The procedures to reconstruct the susceptibility maps comprise multiple data-processing steps, each of which could contribute to variations in the numeric results. For instance, the effectiveness of background gradient removal may be variable on different shimming conditions before image acquisition, and the convergence condition in the iterative regularization may be prone to parameter-selection bias. Consequently, it would be useful to assess the reproducibility and consistency of QSM results on a cross-site and within-subject basis so that the QSM approaches could be extended for longitudinal investigations of brain diseases with an increased patient pool.

In this study, we aimed to investigate the reproducibility of QSM within healthy adult subjects and the consistency of QSM among multiple sites in different brain regions. The results would provide implications regarding the precision levels of QSM before being widely applied in clinical brain studies. We compared results from both the iterative and deterministic methods, showing opportunities for higher computation efficiency by using fewer freely adjustable parameters, along with its possible limits. In all, this study is expected to increase the practicality of QSM for clinical neurologic applications, especially those in multisite and longitudinal studies.

## Materials and methods

### Phantom Experiment Validation

A cylindric phantom (diameter = 20 cm, height = 16 cm) containing water was made with 6 test tubes (diameter = 1.8 cm, height = 20 cm) inserted into the container. Gadolinium, gadopentetate dimeglumine solution (Magnevist; Bayer HealthCare, Wayne, New Jersey), was prepared at 0%, 0.25%, 0.5%, 0.75, 1%, and 1.25% of the raw solution. The test tubes were placed parallel to the main magnetic field in the cylindric container and were filled with gadolinium solution, generating susceptibility changes of 0, 0.41, 0.82, 1.22, 1.63, and 2.04 ppm, respectively.15

Phantom scans were performed on the 3T MR imaging scanners used for human subject experiments (to be detailed in the next section). Data were acquired by using multichannel head coils identical to those used in human experiments, with a 3D multiecho gradient-echo sequence (axial slices: matrix size = 224 × 216 × 92; voxel = 1 × 1 × 2 mm3; flip angle = 30°; TR = 30 ms; unipolar readout gradient, TE = 2.6, 6.6, 10.6, 14.6, 18.6, and 22.6 ms).

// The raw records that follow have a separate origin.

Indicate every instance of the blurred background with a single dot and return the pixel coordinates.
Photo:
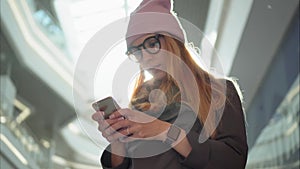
(257, 42)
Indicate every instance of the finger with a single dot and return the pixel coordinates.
(116, 136)
(98, 116)
(109, 122)
(127, 139)
(121, 124)
(120, 113)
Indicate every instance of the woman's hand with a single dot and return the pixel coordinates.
(104, 124)
(127, 125)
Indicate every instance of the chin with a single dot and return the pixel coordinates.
(158, 74)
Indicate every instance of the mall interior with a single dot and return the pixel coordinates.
(42, 126)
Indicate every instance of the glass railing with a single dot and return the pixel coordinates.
(24, 141)
(278, 144)
(49, 25)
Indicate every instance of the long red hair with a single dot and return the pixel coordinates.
(210, 90)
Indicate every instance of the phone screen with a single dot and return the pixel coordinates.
(108, 105)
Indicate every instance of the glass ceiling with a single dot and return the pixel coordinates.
(81, 19)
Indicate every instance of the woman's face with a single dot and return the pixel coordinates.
(148, 50)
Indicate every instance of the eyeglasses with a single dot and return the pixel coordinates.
(150, 44)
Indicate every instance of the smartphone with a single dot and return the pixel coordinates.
(108, 105)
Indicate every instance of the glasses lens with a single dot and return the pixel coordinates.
(152, 45)
(135, 55)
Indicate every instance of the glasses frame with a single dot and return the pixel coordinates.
(133, 57)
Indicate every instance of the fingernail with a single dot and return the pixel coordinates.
(112, 116)
(121, 118)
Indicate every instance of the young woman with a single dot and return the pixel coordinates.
(167, 114)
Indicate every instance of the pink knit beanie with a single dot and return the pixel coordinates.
(153, 16)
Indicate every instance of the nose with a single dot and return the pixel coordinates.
(147, 57)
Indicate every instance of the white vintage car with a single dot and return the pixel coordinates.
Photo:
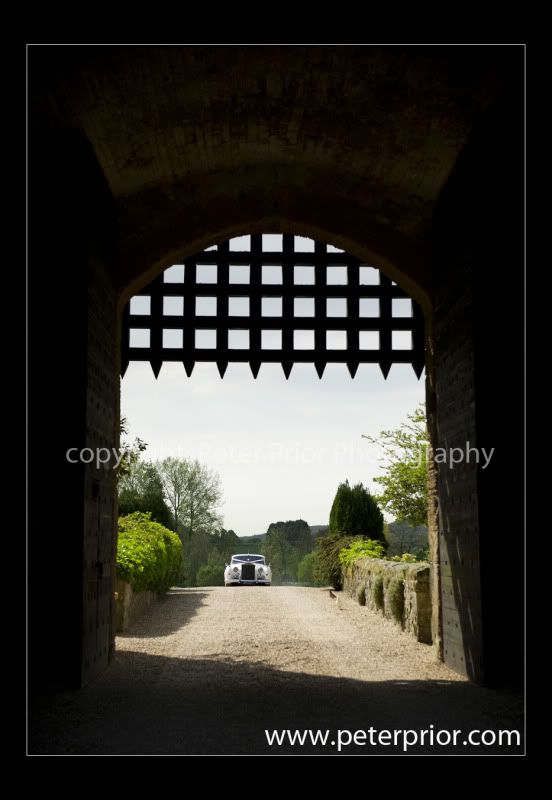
(247, 570)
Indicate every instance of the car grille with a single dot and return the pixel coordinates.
(248, 572)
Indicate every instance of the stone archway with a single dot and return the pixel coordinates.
(128, 168)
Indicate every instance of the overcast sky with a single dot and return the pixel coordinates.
(281, 447)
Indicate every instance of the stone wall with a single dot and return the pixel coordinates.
(130, 605)
(415, 618)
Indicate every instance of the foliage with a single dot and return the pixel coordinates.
(282, 556)
(149, 556)
(355, 513)
(140, 489)
(405, 538)
(377, 592)
(210, 575)
(395, 597)
(285, 545)
(407, 558)
(404, 458)
(361, 548)
(327, 565)
(306, 569)
(130, 452)
(193, 493)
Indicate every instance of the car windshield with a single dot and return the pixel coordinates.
(255, 559)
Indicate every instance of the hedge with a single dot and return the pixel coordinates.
(149, 556)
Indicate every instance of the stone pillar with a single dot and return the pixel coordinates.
(73, 404)
(478, 383)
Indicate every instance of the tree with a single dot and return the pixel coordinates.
(193, 493)
(404, 458)
(130, 451)
(140, 489)
(282, 556)
(355, 513)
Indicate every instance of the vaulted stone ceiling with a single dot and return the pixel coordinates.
(219, 136)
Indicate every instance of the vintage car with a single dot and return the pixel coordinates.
(247, 570)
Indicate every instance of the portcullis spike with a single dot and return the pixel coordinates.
(287, 366)
(352, 366)
(320, 367)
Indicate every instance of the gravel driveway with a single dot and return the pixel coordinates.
(207, 671)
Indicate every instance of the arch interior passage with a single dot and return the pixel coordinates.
(273, 298)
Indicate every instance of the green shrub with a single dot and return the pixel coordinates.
(209, 575)
(408, 558)
(395, 596)
(361, 548)
(327, 565)
(377, 592)
(149, 556)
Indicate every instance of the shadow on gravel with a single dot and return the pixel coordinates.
(147, 704)
(168, 614)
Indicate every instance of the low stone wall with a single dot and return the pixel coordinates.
(130, 604)
(400, 591)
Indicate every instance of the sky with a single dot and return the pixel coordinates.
(281, 447)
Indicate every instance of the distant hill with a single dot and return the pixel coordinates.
(403, 538)
(255, 539)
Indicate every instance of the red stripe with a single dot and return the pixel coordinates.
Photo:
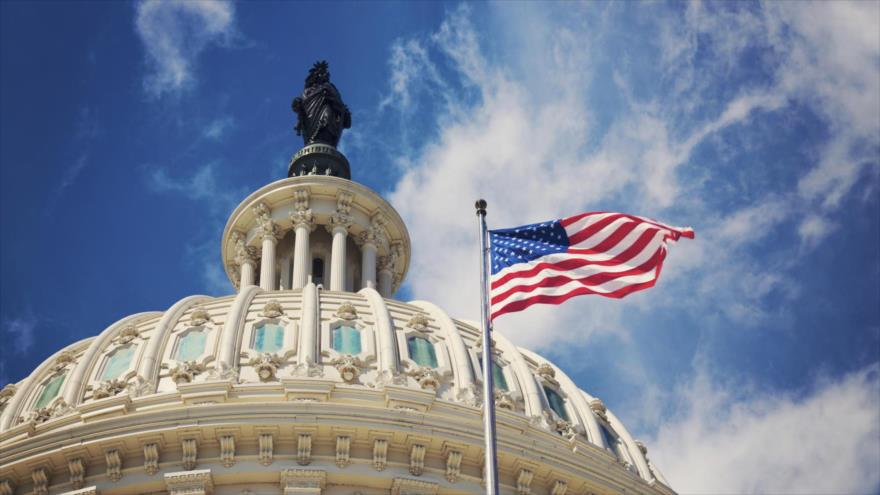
(572, 263)
(592, 280)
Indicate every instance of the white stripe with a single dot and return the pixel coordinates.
(587, 221)
(607, 287)
(600, 236)
(584, 271)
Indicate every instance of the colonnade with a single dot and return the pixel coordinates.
(377, 272)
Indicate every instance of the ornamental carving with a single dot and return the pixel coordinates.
(272, 309)
(186, 371)
(43, 414)
(547, 372)
(6, 395)
(346, 311)
(349, 367)
(266, 365)
(108, 388)
(129, 333)
(199, 317)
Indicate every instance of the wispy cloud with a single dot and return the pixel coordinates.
(733, 439)
(174, 33)
(217, 128)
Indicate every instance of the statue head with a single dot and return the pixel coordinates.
(318, 74)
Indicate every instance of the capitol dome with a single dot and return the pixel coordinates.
(311, 379)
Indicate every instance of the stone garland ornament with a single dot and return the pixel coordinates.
(346, 311)
(266, 365)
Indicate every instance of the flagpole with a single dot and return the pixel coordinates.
(491, 461)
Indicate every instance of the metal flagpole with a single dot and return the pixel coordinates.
(491, 460)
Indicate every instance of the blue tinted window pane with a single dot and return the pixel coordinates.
(191, 346)
(269, 337)
(498, 379)
(421, 351)
(557, 403)
(118, 363)
(610, 439)
(347, 340)
(50, 391)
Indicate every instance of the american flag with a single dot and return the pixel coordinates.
(610, 254)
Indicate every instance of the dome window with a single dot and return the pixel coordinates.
(50, 391)
(346, 340)
(421, 350)
(268, 337)
(118, 363)
(190, 346)
(557, 403)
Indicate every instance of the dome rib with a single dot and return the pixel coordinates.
(230, 339)
(73, 390)
(533, 404)
(149, 366)
(462, 372)
(388, 357)
(585, 414)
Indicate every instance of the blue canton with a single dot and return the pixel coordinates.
(523, 244)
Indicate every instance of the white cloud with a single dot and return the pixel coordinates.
(21, 332)
(217, 128)
(174, 33)
(735, 440)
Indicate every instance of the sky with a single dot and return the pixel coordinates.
(129, 132)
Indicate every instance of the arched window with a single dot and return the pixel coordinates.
(118, 363)
(346, 340)
(557, 403)
(268, 337)
(191, 346)
(317, 271)
(50, 391)
(421, 350)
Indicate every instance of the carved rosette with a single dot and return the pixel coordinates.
(6, 395)
(346, 311)
(272, 309)
(186, 371)
(266, 365)
(109, 388)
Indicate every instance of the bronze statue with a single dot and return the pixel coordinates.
(321, 113)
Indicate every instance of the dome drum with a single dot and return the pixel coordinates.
(327, 229)
(281, 385)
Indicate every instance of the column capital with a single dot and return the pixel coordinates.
(311, 481)
(198, 482)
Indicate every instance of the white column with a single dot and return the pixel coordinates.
(337, 257)
(301, 266)
(303, 224)
(368, 264)
(386, 277)
(248, 267)
(267, 264)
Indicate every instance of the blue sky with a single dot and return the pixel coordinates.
(129, 131)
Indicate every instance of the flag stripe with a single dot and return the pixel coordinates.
(604, 253)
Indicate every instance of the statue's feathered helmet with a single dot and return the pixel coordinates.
(318, 74)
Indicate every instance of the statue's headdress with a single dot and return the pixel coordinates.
(319, 73)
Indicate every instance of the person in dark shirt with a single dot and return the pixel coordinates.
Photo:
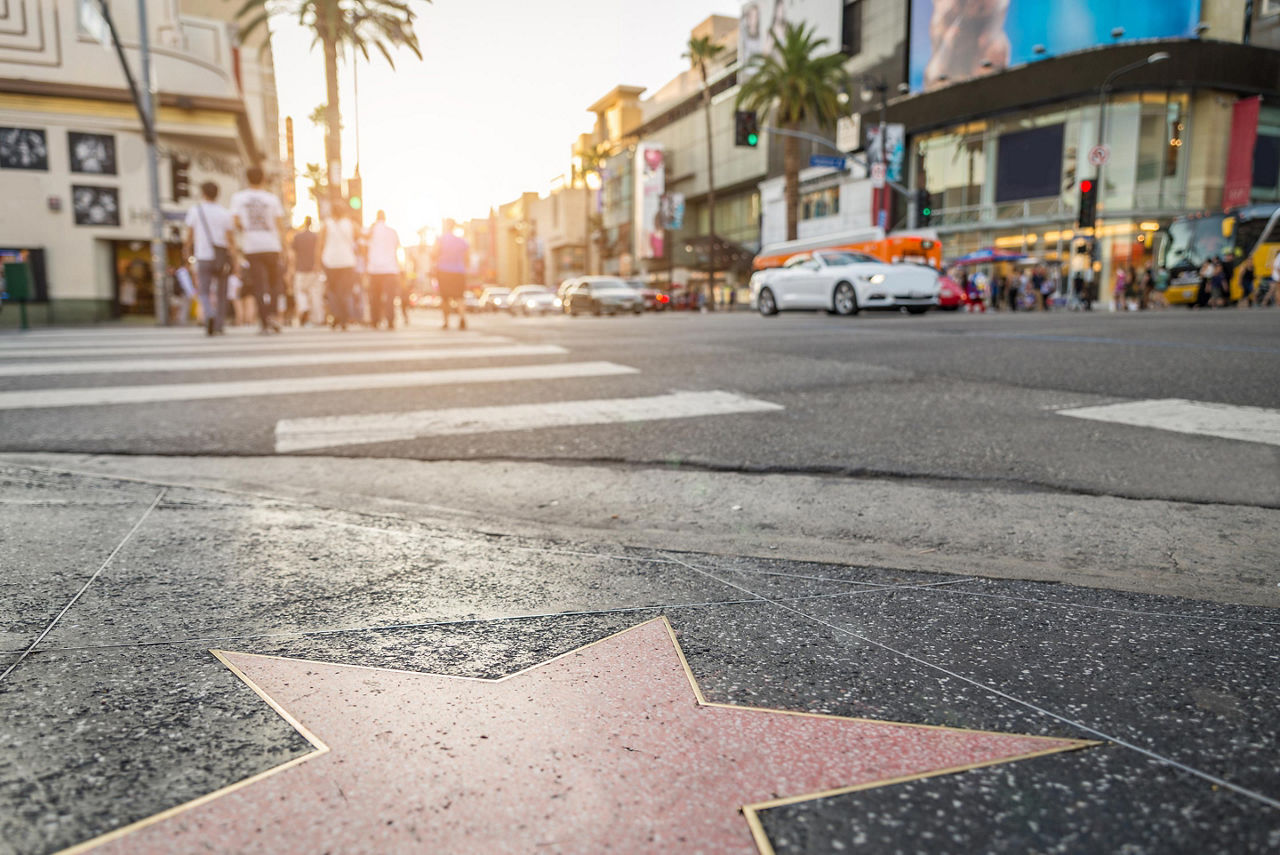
(307, 288)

### Human Subject Experiments

Nine healthy subjects (7 men, 2 women; age range, 23–37 years; mean, 28 ± 5 years) participated in the MR imaging brain scans of this study. Each subject underwent 15 QSM scans, with 5 scans in each of the three 3T scanners tested in this study. The 5 scans in each scanner were acquired in the same scan session for all subjects. For each subject, the time span to complete the scans at 3 sites ranged from 3 to 68 days. Subject scans were performed following an institutional review board protocol. One hundred thirty-five datasets were collected and analyzed.

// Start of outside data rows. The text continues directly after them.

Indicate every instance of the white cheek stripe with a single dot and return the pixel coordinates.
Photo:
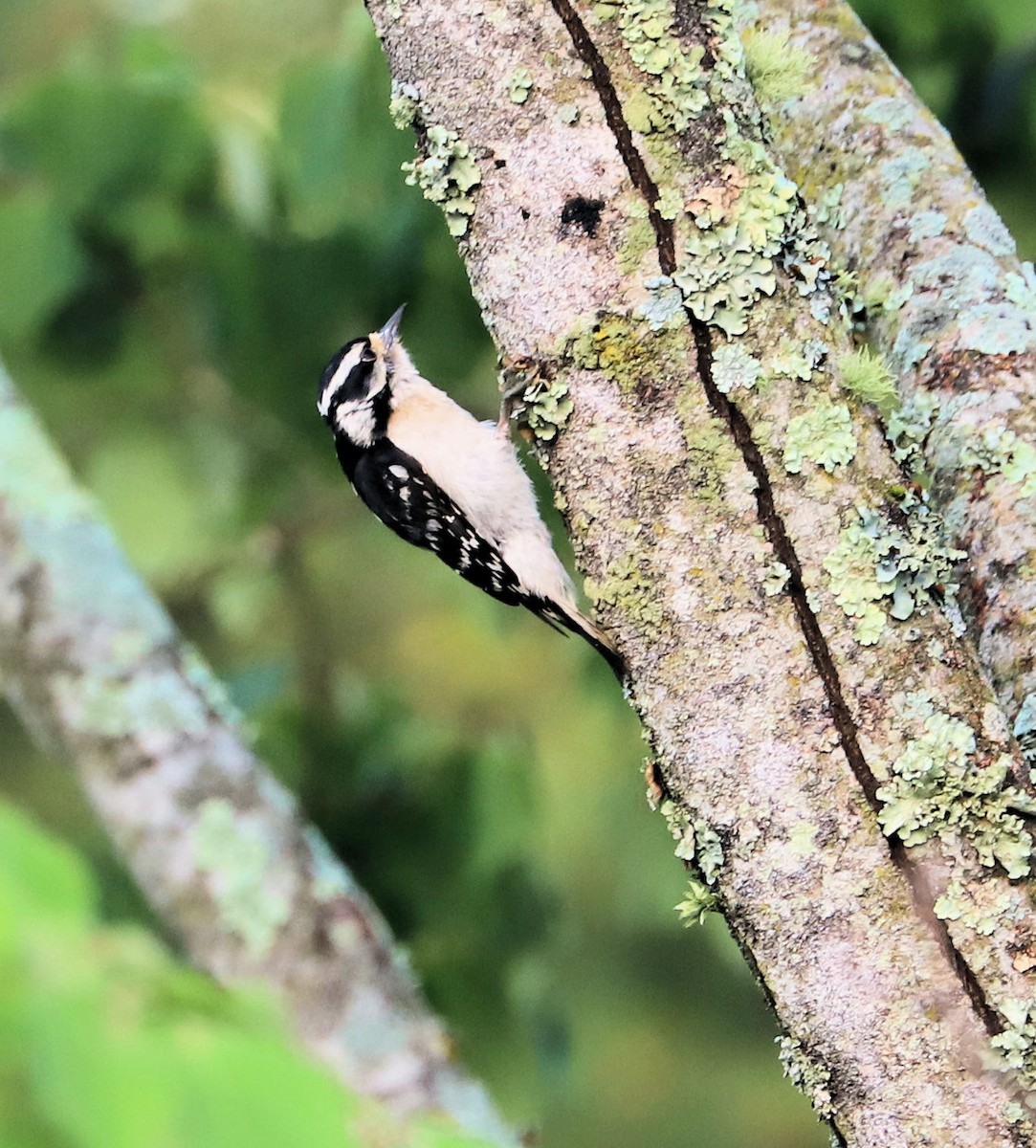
(356, 423)
(339, 378)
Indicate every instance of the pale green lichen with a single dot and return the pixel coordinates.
(446, 175)
(866, 377)
(699, 849)
(908, 430)
(927, 224)
(628, 586)
(614, 345)
(547, 407)
(892, 112)
(670, 204)
(698, 901)
(940, 786)
(240, 862)
(544, 402)
(880, 569)
(776, 579)
(664, 308)
(985, 229)
(1017, 1044)
(774, 67)
(824, 435)
(796, 361)
(998, 451)
(1021, 290)
(519, 85)
(807, 1074)
(826, 207)
(675, 93)
(733, 367)
(957, 904)
(405, 104)
(900, 176)
(728, 257)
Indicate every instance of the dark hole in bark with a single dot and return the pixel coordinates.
(583, 212)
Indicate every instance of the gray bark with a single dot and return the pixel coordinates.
(95, 667)
(777, 589)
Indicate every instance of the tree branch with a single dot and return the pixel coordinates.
(773, 585)
(97, 671)
(948, 302)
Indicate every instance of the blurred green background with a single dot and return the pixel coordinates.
(200, 200)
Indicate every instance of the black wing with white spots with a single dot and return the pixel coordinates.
(396, 488)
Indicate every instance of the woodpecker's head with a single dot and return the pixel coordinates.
(355, 387)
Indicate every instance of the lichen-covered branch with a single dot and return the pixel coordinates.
(96, 669)
(946, 299)
(830, 758)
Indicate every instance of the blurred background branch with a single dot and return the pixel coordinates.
(95, 667)
(200, 201)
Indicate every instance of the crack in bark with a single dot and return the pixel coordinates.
(768, 516)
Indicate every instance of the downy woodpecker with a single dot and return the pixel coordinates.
(445, 481)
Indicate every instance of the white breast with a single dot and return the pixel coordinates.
(478, 469)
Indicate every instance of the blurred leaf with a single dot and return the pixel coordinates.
(316, 112)
(40, 262)
(107, 1043)
(97, 139)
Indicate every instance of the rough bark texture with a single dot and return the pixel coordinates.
(93, 665)
(949, 303)
(774, 585)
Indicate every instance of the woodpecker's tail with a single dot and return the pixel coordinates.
(561, 614)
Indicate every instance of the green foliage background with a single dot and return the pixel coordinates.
(200, 200)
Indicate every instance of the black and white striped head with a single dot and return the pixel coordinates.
(354, 380)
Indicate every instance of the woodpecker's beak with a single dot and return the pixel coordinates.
(388, 332)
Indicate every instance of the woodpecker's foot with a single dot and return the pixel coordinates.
(510, 400)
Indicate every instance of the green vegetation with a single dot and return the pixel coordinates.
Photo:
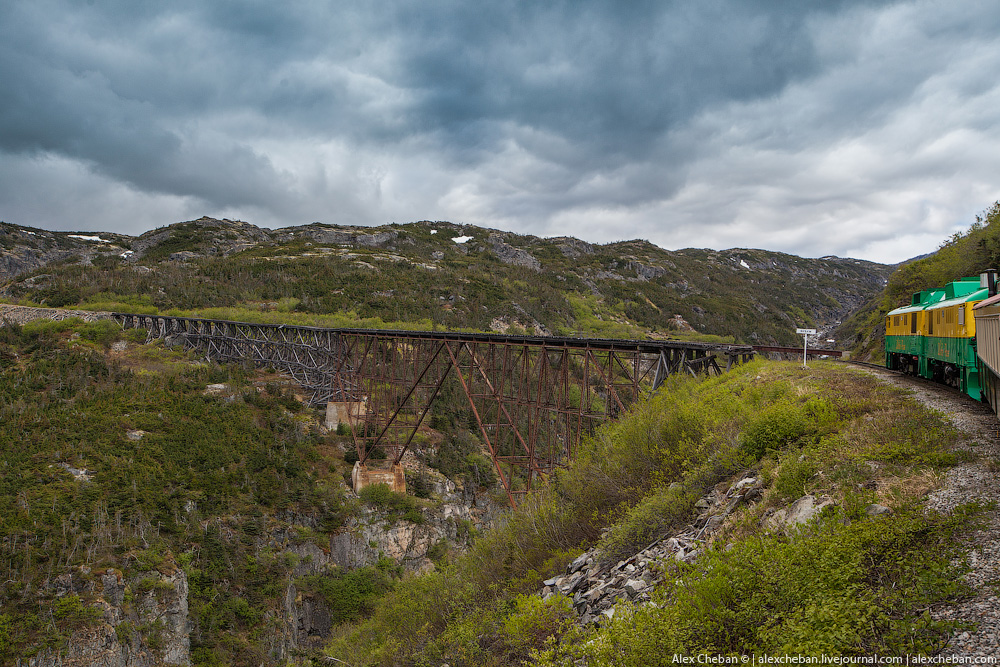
(402, 276)
(837, 589)
(120, 468)
(847, 585)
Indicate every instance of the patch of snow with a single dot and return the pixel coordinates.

Three 3T MR imaging scanners (site A and site B: Magnetom Skyra; Siemens, Erlangen, Germany; Site C: Discovery MR750; GE Healthcare, Milwaukee, Wisconsin) at 3 sites separated from one another by 40–350 km were used in this multisite study. Multiecho gradient-echo images (axial slices: matrix size = 256 × 256 × 64; FOV = 256 mm; slice thickness = 2 mm; TR/TE1 = 45/6 ms; echo spacing = 6 ms; 6 echoes with unipolar readout; flip angle = 5°; bandwidth = 31.25 KHz; 16-channel head coil at sites A and B; 8-channel head coil at site C) were acquired for QSM reconstruction. The scanning time for each single scan was approximately 12 minutes. Typical values of the signal-to-noise ratio for the first TE images were approximately 185, 165, and 260 for sites A, B, and C, respectively.

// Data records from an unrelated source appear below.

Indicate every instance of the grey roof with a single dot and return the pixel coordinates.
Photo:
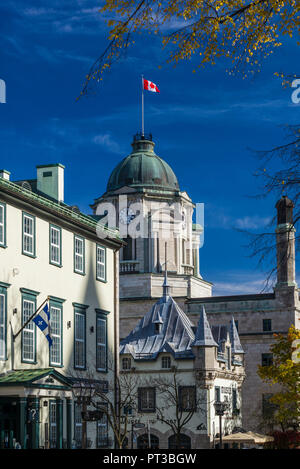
(166, 328)
(175, 336)
(234, 338)
(203, 336)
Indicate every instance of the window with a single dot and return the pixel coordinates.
(28, 236)
(166, 362)
(56, 333)
(29, 331)
(184, 442)
(234, 400)
(146, 400)
(55, 245)
(187, 398)
(77, 425)
(102, 431)
(101, 342)
(3, 313)
(228, 358)
(217, 394)
(79, 255)
(2, 225)
(52, 424)
(100, 263)
(127, 409)
(79, 342)
(267, 325)
(126, 363)
(266, 359)
(128, 250)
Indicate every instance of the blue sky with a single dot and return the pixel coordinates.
(205, 124)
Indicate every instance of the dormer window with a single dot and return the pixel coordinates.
(166, 362)
(126, 363)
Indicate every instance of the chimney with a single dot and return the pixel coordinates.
(4, 174)
(285, 244)
(50, 181)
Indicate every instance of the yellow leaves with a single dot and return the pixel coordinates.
(244, 31)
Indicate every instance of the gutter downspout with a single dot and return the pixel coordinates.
(116, 333)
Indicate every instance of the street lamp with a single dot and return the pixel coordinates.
(133, 426)
(220, 408)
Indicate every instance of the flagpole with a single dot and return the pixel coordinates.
(31, 317)
(143, 105)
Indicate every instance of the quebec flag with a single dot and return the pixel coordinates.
(42, 320)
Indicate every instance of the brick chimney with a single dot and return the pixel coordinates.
(285, 244)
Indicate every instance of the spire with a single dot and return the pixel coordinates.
(203, 336)
(234, 338)
(166, 286)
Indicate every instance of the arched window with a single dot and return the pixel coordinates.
(184, 442)
(143, 441)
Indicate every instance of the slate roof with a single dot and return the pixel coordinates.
(166, 328)
(204, 336)
(25, 377)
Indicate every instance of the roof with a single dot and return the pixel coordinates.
(59, 209)
(176, 335)
(27, 377)
(143, 168)
(204, 336)
(166, 328)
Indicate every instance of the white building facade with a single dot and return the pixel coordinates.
(51, 250)
(182, 372)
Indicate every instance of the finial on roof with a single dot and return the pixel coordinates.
(236, 346)
(203, 336)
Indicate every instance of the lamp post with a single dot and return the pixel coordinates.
(220, 408)
(133, 426)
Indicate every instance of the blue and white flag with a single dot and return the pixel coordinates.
(42, 320)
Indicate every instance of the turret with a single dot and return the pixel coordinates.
(285, 244)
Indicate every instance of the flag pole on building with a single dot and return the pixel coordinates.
(143, 130)
(31, 317)
(150, 86)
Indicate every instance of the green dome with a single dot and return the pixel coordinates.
(143, 168)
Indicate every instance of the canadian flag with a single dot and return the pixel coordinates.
(148, 85)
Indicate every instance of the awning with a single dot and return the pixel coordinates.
(247, 437)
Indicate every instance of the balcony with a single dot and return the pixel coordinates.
(129, 267)
(104, 442)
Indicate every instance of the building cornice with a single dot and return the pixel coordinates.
(61, 211)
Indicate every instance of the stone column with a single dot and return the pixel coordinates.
(22, 421)
(69, 422)
(35, 423)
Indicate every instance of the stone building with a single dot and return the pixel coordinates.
(143, 184)
(144, 177)
(51, 250)
(181, 372)
(259, 316)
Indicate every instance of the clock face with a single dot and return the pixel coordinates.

All datasets were first preprocessed and then went through the QSM computation algorithms. Susceptibility maps from iterative QSM and deterministic QSM were compared both in phantom and in human subject data. For region-of-interest analysis, 15 sets of susceptibility maps from each subject were registered in SPM8 software ([http://www.fil.ion.ucl.ac.uk/spm/software/spm8](http://www.fil.ion.ucl.ac.uk/spm/software/spm8)). Five ROIs, including the caudate nucleus, putamen, globus pallidus, red nucleus, and substantia nigra, were then manually selected in all subjects to calculate the mean susceptibility values in each region of interest. Within-subject variability of the susceptibility values was then calculated with data from both a single site and 3 sites. As a result, 3 within-site variability values (each corresponding to the SD in a particular site) and 5 cross-site variability values (each corresponding to the SD from 1 of the 5 scans in 3 scanners) were obtained for each subject. Within-site and cross-site imprecision levels were calculated by averaging 3 within-site and 5 cross-site variability values, separately. Subsequently, within-site and cross-site imprecision levels were tested for significance of the difference in 5 ROIs by using paired Student *t* tests with a Bonferroni correction (*P* = .05/5 = .01).

In addition, susceptibility values in the 5 ROIs, with reference to those of the CSF in the lateral ventricles, were plotted versus ages of the recruited subjects. To examine whether the precision level of QSM allows an investigation of possible correlation of susceptibility values with age, we performed linear regression with average susceptibility values obtained from iterative QSM versus subject ages in each region of interest. One hundred thirty-five datasets were included.

### Data-Preprocessing Procedures

Multiecho gradient-echo images were used for calculating quantitative susceptibility maps. In the data-preprocessing stage, 3D phase unwrapping was first applied for images obtained at each TE.16 Subsequently, magnetic field distribution was estimated by weighted least-squares fitting of the phase values versus the TE on a voxel-by-voxel basis.17 The background magnetic field was removed from the total magnetic field by using the projection onto dipole fields (PDF) method.18

### Quantitative Susceptibility Mapping

In susceptibility mapping, a magnetic dipole model was used to model the magnetic field *B*local contributed from all tiny magnetic substances with susceptibility distribution of χlocal in a 3D space.2,15,19⇓⇓–22 An inverse problem was solved from the magnetic field *B*local by using a regularized equation to obtain the tissue susceptibility distribution χlocal. Two QSM methods, iterative and deterministic, by using similar regularized equations, were compared in this study.1,23

### Iterative QSM

Regularization was applied so that the optimal solution converged under the constraint of consistency with the magnitude image as in the following equation1: ![Formula][1]</img>  where *F* is the Fourier transform operator, *D* is the matrix expression of the dipole model, *B*local denotes the local magnetic field obtained from the PDF method, λ is the associated regularization parameter; *G* represents a gradient operator; and *W*e is a binary mask containing nonedge regions of the magnitude images, respectively. The minimization problem was solved by using the conjugate gradient method.

In equation 1, the first term ‖(*FHDF*χ*local* − *Blocal*)‖22 was used to ensure the fidelity between the magnetic field generated from χlocal and the local magnetic field *B*local. To reduce streaking artifacts in χlocal maps, we added λ2‖*WeG*χ*local*‖22 as the regularization term, in which edges in susceptibility maps (*G*χ*local*) were suppressed when appearing at nonedge regions of the magnitude image (*W*e).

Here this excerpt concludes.